Françoise Acker, sociologue
En première lecture, ce qui me met mal à l’aise tout au long de cet article du Monde, c’est :
– Le titre, on ne se suicide jamais uniquement à cause du travail : beau déni de responsabilité, manœuvre dilatoire,
– le doute, cette non-reconnaissance (managériale ?) empêche d’emblée toute reconnaissance de la souffrance de la personne,
– Et travail est aussi très flou ici. De quoi parle-t-on ? Du travail en lui-même, du lieu où l’on travaille ? De ce qui fait le travail ? De la place que peut prendre la personne dans l’élaboration de ce travail ?,
– La façon dont on parle de celui qui est en souffrance : salarié, individu, personne. Au bout du compte, on ne sait pas de qui parle Xavier Alas, et c’est sans doute voulu. Comment retrouver une place dans une entreprise dans laquelle on ne sait pas qui on est, et comment le « manageur », la « stratégie managériale » (superbe comme expression !) se représente-t-il la personne ? Seulement par son « utilité » (« le regard des autres sur son utilité »). Et en faisant de cette personne quelqu’un de dissocié : un salarié vs une personne hors entreprise,
– La façon de parler de l’entreprise, des « manageurs », qui n’ont pas de responsabilité dans le développement de la souffrance d’une personne, le déni dont parle Christiane, et en même temps une mise en avant d’une entreprise qui fonctionne en « huis clos » cf la fin du texte. L’entreprise doit garder ce salarié sous contrôle, ne pas lui laisser d’échappatoire. Pas de médecin du travail effectivement, mais un contrôle du comportement de la personne en souffrance par les manageurs. L’équipe de travail est déclarée incompétente, les manageurs aussi semble-t-il,
– Le rapport au travail n’est pas évoqué, pas plus que le rapport à l’organisation. L’organisation du travail ne peut pas être interrogée.

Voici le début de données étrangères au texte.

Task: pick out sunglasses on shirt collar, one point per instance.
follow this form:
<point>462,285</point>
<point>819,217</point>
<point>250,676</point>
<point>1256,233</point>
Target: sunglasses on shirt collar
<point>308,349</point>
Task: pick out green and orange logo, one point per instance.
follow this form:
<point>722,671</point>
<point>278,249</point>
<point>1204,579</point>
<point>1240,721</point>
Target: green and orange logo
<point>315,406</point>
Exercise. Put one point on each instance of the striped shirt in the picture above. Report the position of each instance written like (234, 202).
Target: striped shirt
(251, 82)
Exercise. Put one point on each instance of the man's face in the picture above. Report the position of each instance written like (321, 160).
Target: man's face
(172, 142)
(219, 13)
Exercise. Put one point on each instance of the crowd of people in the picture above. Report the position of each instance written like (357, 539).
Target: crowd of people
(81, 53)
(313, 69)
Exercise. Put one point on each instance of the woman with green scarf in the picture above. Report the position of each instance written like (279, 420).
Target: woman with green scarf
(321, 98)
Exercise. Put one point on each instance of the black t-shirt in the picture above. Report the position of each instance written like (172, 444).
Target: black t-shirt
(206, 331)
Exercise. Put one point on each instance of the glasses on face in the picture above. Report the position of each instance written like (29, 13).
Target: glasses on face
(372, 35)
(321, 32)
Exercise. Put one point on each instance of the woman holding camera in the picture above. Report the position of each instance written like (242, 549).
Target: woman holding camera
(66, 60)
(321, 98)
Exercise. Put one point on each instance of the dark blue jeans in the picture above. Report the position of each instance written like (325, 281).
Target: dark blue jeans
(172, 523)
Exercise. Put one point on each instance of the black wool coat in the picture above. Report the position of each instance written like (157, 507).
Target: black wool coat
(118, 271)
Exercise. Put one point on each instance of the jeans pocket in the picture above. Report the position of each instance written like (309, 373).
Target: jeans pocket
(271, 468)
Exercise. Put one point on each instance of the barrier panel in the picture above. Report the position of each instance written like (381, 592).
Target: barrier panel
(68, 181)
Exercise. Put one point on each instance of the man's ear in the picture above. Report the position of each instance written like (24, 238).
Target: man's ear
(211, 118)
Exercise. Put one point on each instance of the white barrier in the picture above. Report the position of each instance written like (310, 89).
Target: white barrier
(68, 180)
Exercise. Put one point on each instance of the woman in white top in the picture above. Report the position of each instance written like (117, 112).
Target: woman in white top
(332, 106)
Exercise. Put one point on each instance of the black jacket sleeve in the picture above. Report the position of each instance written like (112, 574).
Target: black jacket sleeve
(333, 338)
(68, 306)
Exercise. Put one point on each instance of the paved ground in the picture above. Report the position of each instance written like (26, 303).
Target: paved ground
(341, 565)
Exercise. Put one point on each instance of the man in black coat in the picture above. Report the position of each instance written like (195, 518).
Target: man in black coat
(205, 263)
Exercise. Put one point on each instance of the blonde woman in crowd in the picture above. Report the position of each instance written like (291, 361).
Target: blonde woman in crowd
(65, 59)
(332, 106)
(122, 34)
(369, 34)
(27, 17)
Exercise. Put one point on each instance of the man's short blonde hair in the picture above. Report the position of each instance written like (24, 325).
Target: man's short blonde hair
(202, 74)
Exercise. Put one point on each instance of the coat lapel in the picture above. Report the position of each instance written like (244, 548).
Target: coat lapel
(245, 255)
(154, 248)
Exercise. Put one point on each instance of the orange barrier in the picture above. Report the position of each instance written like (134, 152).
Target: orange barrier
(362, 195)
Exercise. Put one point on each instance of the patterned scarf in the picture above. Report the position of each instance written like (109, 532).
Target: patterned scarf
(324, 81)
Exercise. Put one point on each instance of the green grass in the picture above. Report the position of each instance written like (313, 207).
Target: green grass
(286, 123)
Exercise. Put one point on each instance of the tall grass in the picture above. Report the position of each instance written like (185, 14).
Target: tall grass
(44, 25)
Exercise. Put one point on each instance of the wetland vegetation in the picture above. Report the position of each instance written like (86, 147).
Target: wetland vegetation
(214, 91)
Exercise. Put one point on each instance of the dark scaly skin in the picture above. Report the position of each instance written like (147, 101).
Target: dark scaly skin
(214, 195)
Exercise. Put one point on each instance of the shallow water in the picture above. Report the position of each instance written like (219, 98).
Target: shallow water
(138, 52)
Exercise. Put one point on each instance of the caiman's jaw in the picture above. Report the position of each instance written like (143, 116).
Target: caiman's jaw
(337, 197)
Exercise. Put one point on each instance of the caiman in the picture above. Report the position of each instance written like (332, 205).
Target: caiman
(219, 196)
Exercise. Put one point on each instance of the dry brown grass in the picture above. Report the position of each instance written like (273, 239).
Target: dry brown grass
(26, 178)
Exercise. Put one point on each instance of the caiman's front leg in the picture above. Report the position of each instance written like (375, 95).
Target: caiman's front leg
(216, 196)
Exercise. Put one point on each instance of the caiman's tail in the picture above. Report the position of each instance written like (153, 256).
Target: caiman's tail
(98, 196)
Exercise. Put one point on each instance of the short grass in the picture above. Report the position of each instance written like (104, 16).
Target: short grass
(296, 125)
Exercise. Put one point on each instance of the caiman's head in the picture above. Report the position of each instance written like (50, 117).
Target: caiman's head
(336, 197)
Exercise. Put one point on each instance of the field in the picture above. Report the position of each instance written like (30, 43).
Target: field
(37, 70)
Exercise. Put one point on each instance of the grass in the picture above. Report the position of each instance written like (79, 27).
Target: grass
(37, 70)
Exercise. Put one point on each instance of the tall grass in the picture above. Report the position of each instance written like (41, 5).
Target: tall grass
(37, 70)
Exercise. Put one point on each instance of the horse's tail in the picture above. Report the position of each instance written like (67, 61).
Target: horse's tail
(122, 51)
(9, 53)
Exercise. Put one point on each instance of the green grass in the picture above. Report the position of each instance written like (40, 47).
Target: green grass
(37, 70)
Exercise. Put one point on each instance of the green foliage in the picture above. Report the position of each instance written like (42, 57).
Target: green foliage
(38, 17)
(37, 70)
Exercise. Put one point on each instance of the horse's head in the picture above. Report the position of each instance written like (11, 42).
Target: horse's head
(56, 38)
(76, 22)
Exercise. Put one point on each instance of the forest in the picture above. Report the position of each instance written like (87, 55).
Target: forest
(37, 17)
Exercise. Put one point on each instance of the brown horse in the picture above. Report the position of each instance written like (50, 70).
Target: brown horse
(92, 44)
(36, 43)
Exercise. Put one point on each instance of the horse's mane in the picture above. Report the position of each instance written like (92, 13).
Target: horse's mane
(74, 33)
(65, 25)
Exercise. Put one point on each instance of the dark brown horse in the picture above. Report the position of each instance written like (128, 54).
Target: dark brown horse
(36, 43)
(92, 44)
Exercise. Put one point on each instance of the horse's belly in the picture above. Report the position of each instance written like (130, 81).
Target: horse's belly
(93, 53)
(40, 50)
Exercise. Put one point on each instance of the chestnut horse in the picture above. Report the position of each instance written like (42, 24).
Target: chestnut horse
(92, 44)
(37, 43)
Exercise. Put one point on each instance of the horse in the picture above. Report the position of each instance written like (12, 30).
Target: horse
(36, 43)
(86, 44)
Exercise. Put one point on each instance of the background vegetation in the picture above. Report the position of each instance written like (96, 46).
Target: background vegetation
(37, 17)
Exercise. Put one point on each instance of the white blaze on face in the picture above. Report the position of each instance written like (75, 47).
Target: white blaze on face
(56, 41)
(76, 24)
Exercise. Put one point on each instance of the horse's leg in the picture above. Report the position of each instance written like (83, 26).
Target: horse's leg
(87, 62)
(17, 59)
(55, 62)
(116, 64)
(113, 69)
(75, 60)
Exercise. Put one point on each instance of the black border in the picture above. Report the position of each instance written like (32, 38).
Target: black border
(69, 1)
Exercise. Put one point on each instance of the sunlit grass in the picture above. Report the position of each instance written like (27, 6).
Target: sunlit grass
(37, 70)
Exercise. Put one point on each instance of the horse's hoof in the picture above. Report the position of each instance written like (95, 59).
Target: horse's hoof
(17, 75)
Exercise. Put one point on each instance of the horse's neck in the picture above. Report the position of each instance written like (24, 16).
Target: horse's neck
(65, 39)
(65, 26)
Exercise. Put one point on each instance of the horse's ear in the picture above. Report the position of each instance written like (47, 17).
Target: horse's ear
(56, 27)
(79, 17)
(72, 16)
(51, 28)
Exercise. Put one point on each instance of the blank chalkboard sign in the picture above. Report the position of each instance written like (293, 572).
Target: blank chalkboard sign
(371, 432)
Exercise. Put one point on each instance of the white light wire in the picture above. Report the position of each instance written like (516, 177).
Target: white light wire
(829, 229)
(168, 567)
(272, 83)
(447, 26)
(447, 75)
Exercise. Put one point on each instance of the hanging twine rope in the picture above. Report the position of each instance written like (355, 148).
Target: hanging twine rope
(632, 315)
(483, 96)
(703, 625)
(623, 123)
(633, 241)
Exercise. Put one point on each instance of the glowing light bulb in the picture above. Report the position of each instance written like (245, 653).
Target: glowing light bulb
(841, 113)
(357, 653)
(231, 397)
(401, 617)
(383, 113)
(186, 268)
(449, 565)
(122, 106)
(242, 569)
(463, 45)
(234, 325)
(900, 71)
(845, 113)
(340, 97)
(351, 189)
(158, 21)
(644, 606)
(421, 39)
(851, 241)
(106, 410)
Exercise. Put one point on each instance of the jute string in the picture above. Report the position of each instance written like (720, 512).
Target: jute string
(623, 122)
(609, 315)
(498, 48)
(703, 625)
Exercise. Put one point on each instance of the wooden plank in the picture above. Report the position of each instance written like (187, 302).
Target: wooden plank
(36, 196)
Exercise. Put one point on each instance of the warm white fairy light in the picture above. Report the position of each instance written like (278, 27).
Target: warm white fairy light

Marie Kayser, médecin généraliste
Les préconisations de cet article du Monde constituent une véritable mise en danger des salariés.
L’auteur ne se centre que sur la personne et passe sous silence le rôle des conditions de travail et du cadre du travail dans le déclenchement de la souffrance au travail.
Il réfute toute aide externe pour le salarié, l’enfermant ainsi dans le huis clos de l’entreprise, alors que s’arrêter de travailler est presque toujours nécessaire pour mettre de la distance avec ce qui fait souffrir. Enfin il ne mentionne même pas le recours au médecin du travail.